Taliban adalah etnis Pashtun, yang secara khusus berasal dari suku Ghilzai di mana Presiden Afghanistan Ashraf Ghani dan banyak orang di sekitarnya berasal. Baik Ghilzai maupun suku Durrani saingan mantan Presiden Hamid Karzai tidak banyak dipercaya oleh kelompok etnis non-Pashtun, yang (meskipun mereka sendiri terpecah) secara kolektif merupakan bagian terbesar dari populasi Afghanistan. Untuk memperumit masalah lebih jauh, semua kelompok etnis Afghanistan memiliki hubungan lintas batas yang luas dengan tetangga negara itu. 

Sementara itu, IS-K tidak memiliki loyalitas kepada siapa pun di Afghanistan. Kelompok itu mulai beroperasi pada 2015 dan dikatakan memiliki sekitar 2.000 pejuang (termasuk beberapa pembelot Taliban), yang berdedikasi untuk menciptakan gangguan dan kekacauan. Mereka bertanggung jawab atas serangan mengerikan di Afghanistan, terutama di Kabul dan sebagian besar serangan menyasar sipil. 
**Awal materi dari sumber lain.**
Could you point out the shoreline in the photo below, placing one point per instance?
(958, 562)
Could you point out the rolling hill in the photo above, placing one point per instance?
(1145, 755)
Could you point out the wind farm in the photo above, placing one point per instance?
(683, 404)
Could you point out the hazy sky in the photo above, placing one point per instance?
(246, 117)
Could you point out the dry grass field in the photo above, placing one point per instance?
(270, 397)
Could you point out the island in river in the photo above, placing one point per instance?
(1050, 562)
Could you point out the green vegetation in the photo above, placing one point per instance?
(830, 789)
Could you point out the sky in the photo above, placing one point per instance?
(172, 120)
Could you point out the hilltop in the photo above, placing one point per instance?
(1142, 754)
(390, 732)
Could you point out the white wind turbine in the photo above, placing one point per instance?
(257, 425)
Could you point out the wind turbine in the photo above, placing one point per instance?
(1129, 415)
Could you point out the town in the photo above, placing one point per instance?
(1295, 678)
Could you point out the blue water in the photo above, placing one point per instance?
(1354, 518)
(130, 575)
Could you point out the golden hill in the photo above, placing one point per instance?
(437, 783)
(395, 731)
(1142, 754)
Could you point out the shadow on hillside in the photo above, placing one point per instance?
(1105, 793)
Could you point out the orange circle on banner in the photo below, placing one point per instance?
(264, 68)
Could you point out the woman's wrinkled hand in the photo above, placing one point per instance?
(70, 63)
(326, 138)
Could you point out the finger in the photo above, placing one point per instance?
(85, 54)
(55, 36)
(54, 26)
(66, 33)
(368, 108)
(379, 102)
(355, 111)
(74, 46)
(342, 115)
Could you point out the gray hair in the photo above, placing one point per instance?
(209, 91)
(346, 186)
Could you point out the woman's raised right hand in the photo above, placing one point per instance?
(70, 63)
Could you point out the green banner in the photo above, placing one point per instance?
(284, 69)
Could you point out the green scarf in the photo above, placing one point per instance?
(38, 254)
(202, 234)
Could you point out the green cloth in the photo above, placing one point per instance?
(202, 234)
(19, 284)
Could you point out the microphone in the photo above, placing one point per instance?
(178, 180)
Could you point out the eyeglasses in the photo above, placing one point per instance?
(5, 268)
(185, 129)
Setiap penarikan pasukan AS dan sekutu selama masa jabatan Trump saat ini, baik bertahap atau tidak, harus didasarkan pada kondisi di lapangan. Jika tidak, konsekuensinya akan menjadi bencana.

Karena cara proses perdamaian dan situasi di Afghanistan telah berkembang, penarikan pasukan asing yang tergesa-gesa akan menyebabkan kegagalan serupa dengan yang ditimbulkan oleh mundurnya Soviet sebelumnya dari negara itu dan oleh penarikan AS dari Vietnam. 

Untuk menghindari bencana seperti itu, AS dan sekutunya harus tetap di Afghanistan setidaknya selama satu dekade lagi. Tetapi Trump sedang terburu-buru dan berpikir bahwa kehadiran CIA yang kuat di negara itu akan berhasil melakukan apa yang tidak dapat dicapai pasukan Barat. Kemungkinan besar, itu akan terbukti sebagai angan-angan.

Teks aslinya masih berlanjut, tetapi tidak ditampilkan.